08.19.05
No sé por qué es precisamente en estas horas que me da con escribir cosas decentes. Por ejemplo, comparto esta oda a mi primer mes en este país, en esta potencia tan sosa y extraña en donde resido.
"Ya ha sido un mes desde que me mudé. Y ha sido precisamente hoy el día que más he querido estar allá. En mi cama, en sus brazos, en la calle, en mi carro con las intrusas, en el puente, en rio piedras, en el churri, pero más en sus brazos que en cualquier otro lado. En sus brazos. Hoy, después de un mes, me permito pensar en algo semejante sin sentir ningún remordimiento.
Ya ha sido un mes desde que he dado rienda suelta a la traducción deliberada de mis pensamientos y hoy es el día en que esto se termina. Cada pensamiento será transmitido en su idioma original, sólo por el simple hecho de que esto da cierta libertad para desviar o atraer la idea principal.
Ya ha sido un mes desde que mis nervios han sido despedazados y cocinados una y otra vez. La nada se convierte en lo único que me sustenta, y ya estoy más loca que cuerda. Pero en serio. He perdido un poco de cordura conforme el gran día se acerca. Ese gran día que decidirá mi futuro. Espero que todo el esfuerzo no haya sido en vano.

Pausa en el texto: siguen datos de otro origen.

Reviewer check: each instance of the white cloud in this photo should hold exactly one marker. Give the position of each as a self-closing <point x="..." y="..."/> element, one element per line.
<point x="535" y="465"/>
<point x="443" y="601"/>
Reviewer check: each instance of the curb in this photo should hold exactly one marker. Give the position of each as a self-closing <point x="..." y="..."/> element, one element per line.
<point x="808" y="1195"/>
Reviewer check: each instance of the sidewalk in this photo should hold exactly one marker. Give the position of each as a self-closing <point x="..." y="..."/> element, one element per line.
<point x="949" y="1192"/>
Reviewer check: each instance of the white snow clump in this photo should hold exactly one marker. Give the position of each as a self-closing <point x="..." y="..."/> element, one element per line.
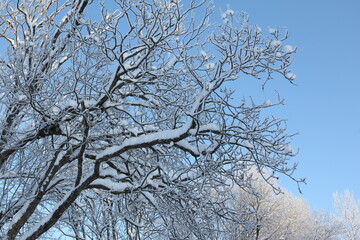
<point x="290" y="76"/>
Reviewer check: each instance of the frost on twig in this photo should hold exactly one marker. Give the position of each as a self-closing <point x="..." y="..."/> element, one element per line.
<point x="124" y="116"/>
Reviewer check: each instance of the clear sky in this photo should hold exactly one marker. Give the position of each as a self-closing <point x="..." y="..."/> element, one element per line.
<point x="324" y="108"/>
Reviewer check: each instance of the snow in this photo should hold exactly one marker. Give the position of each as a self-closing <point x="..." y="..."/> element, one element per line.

Todos estos sucesos concentrados en un sólo mes. Como si un mes fuese suficiente para conjugar, para retomar, para concebir semejante trama."
Ya han pasado más de doce horas desde que escribo esto, y me maravillo porque instintivamente sabía lo que íba a pasar. Todo el esfuerzo, todo el sacrificio, fue en vano. Pero no me voy a rendir. No me puedo dar ese lujo.